El exdirector del Departamento de Extranjería y Migración del Ministerio del Interior durante el segundo gobierno de Michelle Bachelet, Rodrigo Sandoval, advirtió que la zanja contemplada en el plan Escudo Fronterizo impulsado por el Presidente José Antonio Kast podría implicar altos costos de mantención debido a las condiciones geográficas del desierto.
En entrevista con Al Pan Pan con Mirna Schindler, el experto en migraciones explicó que la medida tiene un efecto limitado en el control del ingreso irregular. “La zanja cumple una función de regulación o contención del flujo de vehículos en la frontera, no es eficaz para disminuir el flujo peatonal en la frontera”, afirmó.
Sin embargo, Sandoval señaló que la medida sí tiene impacto en la percepción ciudadana frente al problema migratorio. “Sí tiene un impacto definitivo en términos de la percepción ciudadana y la necesidad que tiene la ciudadanía de sentir que algo se está haciendo para contener una migración irregular”, explicó.
El exjefe de Extranjería agregó que la instalación de la zanja se está realizando en un tramo acotado de la frontera. “Estamos hablando de recién 15 kilómetros, no hay una posibilidad de extender esta franja por toda la frontera”, indicó.
Asimismo, advirtió que las condiciones del terreno implican un desafío permanente para mantener operativa la zanja. “La gente dice la zanja es el hoyo, pero hay que conocer el territorio para saber que ese hoyo se vuelve a tapar con el propio viento”, sostuvo.
Según explicó, la arena del desierto vuelve a rellenar las excavaciones con el paso del tiempo. “La misma realidad geográfica va rellenando aquellos lugares que las zanjas van horadando”, señaló.
Por esa razón, el experto planteó que el costo más relevante no será la construcción inicial de la infraestructura, sino su mantención en el tiempo. “Yo tengo la impresión de que el costo de instalación de la zanja es muy inferior al costo de mantención de la misma”, advirtió.
A su juicio, en el mediano y largo plazo se abrirá una discusión sobre si los recursos necesarios para mantener la infraestructura se justifican frente a otras prioridades del Estado.
Además, Sandoval explicó que un sistema de control fronterizo como el que plantea el gobierno requiere más elementos que solo infraestructura física para funcionar de manera efectiva.
Según señaló, el modelo debería considerar al menos cuatro componentes adicionales.

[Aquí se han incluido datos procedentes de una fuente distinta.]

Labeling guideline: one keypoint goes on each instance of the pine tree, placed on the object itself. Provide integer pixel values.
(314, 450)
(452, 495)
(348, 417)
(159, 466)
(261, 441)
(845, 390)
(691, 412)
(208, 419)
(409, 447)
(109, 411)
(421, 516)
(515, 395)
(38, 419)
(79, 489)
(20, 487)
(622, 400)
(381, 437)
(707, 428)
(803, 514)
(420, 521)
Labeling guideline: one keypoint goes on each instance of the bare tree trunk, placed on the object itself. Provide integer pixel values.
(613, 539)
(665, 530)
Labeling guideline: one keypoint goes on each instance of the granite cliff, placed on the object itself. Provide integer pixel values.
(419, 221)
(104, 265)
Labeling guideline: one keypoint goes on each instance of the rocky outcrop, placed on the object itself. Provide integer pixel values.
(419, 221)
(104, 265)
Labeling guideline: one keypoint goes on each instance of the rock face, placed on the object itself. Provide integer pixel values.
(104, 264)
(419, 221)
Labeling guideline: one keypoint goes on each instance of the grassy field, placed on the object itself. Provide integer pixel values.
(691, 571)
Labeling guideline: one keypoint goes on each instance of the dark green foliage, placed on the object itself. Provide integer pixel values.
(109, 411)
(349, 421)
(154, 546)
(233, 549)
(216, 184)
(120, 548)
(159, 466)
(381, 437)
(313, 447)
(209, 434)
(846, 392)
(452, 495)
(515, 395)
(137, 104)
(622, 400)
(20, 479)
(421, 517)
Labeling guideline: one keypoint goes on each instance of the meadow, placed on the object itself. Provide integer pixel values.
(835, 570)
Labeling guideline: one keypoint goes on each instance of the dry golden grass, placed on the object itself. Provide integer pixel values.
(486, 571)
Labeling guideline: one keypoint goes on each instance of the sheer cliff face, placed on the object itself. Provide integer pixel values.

El primero es un mecanismo eficaz de reconducción inmediata para las personas que logren ingresar irregularmente al país. “Debe el Estado estar en condiciones de reconducirlas inmediatamente”, afirmó.
El segundo elemento corresponde a la existencia de centros de retención administrativa transitoria para aquellas personas que no puedan ser devueltas de forma inmediata a su país de origen.
En tercer lugar, el experto sostuvo que se requiere contar con un sistema eficaz de identificación de los migrantes interceptados.
Esto, explicó, es necesario para evitar errores en los procesos de expulsión.
Finalmente, Sandoval indicó que también es necesario fortalecer la cooperación internacional para que las medidas puedan aplicarse de manera efectiva.
Según señaló, sin coordinación con otros países resulta difícil implementar procesos de reconducción, identificación y expulsión de migrantes en la frontera.